Entièrement travaillé de broderie de fil d’or et de paillettes dorées, seules les manches sont visibles puisque le devant est entièrement caché par les rivières de joher (perles irrégulières) accrochés par des fibules sur les épaules et pendant sur tout le buste.

Ces ornements au départ étaient composés de sequins soltanis (sous domination ottomane), de chaînes d’anneaux aplatis, des colliers de louis d’or (sous domination française), avant de laisser la place au joher, vers les dernières décennies du XXe siècle. Cet amoncellement de perles se mêle à de grosses chaînes en or jaune torsadées et d’un long collier avec une khamsa ou, plus récemment, une meskia, un kravache…

L’effet est impressionnant, puisque ces rivières étincelantes pendent plus bas que la taille et même, depuis quelques années, jusqu’aux chevilles. En haut, elles se confondent avec les fibules et les énormes pendant en joher, les khros, accrochés de chaque côté des tempes sur le djbin et pendant plus bas que le menton. Sur la tête justement, autour de la chéchya courte et en pointe, faite de velours entièrement brodé d’or. Mais celle-ci est à peine visible. Des rangées de djbin forment une véritable couronne royale autour de la chéchya, remplaçant le tadj d’antan, visiblement disparu entre la fin du XIXe siècle et les premières décennies du XXe siècle.

Pour finir la coiffe, deux ou trois collier, zerouf ou khit errouh, sont accrochés sur les djbin et, de chaque côté, les ra’achat serties de diamants accrochées à même la chéchya. Enfin, une longue m’hermat leftoul, appelée mendil s’accroche à l’arrière de la tête et tombe jusqu’au bas du dos. D’autres bijoux suivent pour parfaire la toilette nuptiale, notamment les bracelets qui surchargent les avant-bras, les bagues qui remplissent les doigts et les khlakhel aux chevilles.
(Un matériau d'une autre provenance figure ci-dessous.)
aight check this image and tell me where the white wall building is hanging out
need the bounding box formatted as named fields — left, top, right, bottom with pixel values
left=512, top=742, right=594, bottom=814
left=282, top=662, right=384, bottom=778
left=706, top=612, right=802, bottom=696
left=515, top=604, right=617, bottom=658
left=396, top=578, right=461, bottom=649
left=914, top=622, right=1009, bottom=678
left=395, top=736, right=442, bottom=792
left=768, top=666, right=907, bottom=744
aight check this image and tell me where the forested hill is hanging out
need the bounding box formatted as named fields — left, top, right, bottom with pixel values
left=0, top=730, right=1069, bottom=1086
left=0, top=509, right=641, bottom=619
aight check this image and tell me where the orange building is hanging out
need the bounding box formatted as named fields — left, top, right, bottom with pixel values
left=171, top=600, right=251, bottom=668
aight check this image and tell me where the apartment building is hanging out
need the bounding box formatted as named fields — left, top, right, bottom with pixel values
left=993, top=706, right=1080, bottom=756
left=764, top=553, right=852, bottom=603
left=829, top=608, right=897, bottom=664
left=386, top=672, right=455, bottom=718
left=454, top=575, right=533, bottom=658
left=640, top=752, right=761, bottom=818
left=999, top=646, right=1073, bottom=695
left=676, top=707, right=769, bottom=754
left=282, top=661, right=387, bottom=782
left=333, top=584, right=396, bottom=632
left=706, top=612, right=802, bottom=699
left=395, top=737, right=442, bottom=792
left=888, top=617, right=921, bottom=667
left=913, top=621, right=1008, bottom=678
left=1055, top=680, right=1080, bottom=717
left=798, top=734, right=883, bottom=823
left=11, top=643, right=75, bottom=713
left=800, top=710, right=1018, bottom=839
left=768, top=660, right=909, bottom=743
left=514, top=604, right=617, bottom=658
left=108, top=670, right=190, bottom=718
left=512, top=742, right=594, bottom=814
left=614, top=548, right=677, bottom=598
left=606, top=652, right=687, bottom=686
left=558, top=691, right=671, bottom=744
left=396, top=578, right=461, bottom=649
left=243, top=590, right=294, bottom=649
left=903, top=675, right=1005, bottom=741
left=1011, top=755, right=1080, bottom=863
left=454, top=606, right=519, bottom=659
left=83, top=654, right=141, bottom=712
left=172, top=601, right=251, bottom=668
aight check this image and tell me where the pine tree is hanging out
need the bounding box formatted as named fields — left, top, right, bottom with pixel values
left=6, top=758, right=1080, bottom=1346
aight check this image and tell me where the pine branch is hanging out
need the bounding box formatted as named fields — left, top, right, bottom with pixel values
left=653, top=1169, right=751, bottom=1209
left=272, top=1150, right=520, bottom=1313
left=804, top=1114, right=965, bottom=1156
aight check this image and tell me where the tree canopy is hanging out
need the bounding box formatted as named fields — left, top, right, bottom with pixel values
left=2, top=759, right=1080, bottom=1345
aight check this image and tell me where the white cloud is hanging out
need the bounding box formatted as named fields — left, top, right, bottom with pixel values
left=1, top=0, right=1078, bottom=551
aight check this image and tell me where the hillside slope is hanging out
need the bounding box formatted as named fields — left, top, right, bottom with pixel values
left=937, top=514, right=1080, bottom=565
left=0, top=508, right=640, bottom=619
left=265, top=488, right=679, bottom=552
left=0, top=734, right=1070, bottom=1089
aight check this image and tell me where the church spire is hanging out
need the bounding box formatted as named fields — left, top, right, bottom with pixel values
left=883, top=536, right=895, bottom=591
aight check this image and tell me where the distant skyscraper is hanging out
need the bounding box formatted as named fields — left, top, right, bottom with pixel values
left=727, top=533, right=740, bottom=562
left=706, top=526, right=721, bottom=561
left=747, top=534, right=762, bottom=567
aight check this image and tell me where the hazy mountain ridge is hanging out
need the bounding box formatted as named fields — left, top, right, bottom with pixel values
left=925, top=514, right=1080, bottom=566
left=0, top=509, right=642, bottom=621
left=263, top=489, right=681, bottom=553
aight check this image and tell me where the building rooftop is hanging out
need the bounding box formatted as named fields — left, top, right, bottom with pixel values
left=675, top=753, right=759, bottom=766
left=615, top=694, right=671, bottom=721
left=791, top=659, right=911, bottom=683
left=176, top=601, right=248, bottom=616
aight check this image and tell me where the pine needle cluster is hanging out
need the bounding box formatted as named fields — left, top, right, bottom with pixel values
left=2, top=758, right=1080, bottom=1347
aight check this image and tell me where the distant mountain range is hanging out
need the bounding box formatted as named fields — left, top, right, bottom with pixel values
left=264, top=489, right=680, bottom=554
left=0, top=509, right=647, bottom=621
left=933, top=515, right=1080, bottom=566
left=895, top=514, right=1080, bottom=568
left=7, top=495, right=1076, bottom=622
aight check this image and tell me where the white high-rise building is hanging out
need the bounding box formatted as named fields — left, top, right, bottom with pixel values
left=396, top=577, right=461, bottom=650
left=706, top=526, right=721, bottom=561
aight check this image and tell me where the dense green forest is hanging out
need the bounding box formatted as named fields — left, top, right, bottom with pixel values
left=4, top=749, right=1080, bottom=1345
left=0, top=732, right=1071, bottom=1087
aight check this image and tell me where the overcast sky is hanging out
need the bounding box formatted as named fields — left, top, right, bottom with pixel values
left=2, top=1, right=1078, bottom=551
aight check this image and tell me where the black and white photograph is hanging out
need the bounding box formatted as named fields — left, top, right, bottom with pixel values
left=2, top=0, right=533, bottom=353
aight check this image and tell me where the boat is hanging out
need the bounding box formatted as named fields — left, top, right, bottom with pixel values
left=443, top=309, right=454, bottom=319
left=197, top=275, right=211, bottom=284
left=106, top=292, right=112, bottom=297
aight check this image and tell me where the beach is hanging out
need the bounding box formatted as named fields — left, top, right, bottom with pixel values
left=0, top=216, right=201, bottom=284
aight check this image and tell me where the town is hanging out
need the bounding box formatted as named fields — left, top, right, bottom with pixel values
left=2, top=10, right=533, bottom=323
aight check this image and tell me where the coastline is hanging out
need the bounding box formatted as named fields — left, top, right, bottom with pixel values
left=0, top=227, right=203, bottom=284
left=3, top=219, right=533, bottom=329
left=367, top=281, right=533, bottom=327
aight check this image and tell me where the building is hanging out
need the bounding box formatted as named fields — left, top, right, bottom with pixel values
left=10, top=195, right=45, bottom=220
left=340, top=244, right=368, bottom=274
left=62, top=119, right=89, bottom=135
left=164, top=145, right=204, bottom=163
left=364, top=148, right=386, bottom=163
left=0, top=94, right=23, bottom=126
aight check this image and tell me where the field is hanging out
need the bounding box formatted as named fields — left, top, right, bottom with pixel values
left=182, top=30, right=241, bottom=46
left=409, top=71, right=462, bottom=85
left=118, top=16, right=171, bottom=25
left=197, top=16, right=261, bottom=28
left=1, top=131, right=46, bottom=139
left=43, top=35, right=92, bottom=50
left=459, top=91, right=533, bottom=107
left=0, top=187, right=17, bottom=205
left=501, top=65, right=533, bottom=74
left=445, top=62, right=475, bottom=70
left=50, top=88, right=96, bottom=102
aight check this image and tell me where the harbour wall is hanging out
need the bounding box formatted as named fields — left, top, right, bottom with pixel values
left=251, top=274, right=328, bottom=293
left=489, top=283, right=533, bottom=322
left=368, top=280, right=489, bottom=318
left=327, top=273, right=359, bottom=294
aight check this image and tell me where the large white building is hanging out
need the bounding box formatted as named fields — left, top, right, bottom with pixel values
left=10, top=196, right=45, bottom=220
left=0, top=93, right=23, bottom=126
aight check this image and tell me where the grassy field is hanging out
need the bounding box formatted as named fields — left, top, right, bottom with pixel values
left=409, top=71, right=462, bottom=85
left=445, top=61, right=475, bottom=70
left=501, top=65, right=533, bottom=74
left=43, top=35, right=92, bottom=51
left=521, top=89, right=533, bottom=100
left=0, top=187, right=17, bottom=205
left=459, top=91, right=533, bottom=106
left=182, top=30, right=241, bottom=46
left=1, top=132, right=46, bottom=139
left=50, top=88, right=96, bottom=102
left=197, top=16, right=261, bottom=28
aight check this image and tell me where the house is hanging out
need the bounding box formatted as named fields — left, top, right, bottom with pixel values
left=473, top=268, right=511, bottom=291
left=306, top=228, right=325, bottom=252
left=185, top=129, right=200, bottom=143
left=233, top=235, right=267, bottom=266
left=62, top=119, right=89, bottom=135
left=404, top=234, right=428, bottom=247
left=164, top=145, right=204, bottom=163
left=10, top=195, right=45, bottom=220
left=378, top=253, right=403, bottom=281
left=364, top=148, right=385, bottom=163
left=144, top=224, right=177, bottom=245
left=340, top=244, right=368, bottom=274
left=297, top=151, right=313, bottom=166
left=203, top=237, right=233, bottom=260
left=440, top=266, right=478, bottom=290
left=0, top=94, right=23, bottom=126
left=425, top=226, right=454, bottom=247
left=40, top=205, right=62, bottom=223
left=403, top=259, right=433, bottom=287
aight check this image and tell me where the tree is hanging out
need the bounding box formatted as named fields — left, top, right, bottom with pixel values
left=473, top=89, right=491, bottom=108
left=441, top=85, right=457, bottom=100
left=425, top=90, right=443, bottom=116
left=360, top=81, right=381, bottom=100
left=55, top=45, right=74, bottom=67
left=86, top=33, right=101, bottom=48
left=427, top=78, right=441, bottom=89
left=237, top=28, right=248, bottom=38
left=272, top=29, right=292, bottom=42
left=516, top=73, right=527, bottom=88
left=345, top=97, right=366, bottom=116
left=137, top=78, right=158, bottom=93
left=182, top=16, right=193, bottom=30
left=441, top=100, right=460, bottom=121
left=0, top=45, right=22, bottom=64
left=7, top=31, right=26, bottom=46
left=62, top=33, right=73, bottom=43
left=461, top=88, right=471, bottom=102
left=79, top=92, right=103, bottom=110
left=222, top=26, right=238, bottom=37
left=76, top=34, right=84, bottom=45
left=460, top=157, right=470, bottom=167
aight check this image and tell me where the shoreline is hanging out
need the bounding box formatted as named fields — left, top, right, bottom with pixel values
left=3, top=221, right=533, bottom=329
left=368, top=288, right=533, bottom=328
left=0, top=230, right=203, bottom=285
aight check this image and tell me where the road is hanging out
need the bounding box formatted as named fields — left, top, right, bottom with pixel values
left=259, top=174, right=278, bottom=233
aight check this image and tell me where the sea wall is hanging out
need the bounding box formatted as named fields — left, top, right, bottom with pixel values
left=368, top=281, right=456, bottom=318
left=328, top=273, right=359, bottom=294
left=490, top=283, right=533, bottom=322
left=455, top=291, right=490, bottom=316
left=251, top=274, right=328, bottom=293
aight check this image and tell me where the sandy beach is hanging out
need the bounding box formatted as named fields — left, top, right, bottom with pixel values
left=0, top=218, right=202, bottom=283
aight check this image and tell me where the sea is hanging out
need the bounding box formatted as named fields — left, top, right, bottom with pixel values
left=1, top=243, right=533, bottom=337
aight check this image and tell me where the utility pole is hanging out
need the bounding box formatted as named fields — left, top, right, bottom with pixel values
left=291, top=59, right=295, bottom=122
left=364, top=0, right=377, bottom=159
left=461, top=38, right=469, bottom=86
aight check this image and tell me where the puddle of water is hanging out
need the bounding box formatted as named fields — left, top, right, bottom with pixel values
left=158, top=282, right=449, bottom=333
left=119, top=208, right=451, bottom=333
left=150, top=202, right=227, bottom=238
Pour parer la mariée, il faut au moins deux heures de temps. Ce geste d’accrocher les rivières de perles et l’ensemble de la coiffure, se nomme chedda (du mot tenir). Aujourd’hui, le costume nuptial tlemcennien a pris cette appellation de chedda qui est d’ailleurs depuis 2012, inscrite au patrimoine immatériel de l’humanité. Il faut enfin préciser que cette tenue se portait seulement lors du septième et dernier jour des noces. Aujourd’hui, la mariée tlemcenienne la porte généralement pour sortir de chez elle, voilée d’un superbe haïek blanc en soie tissée.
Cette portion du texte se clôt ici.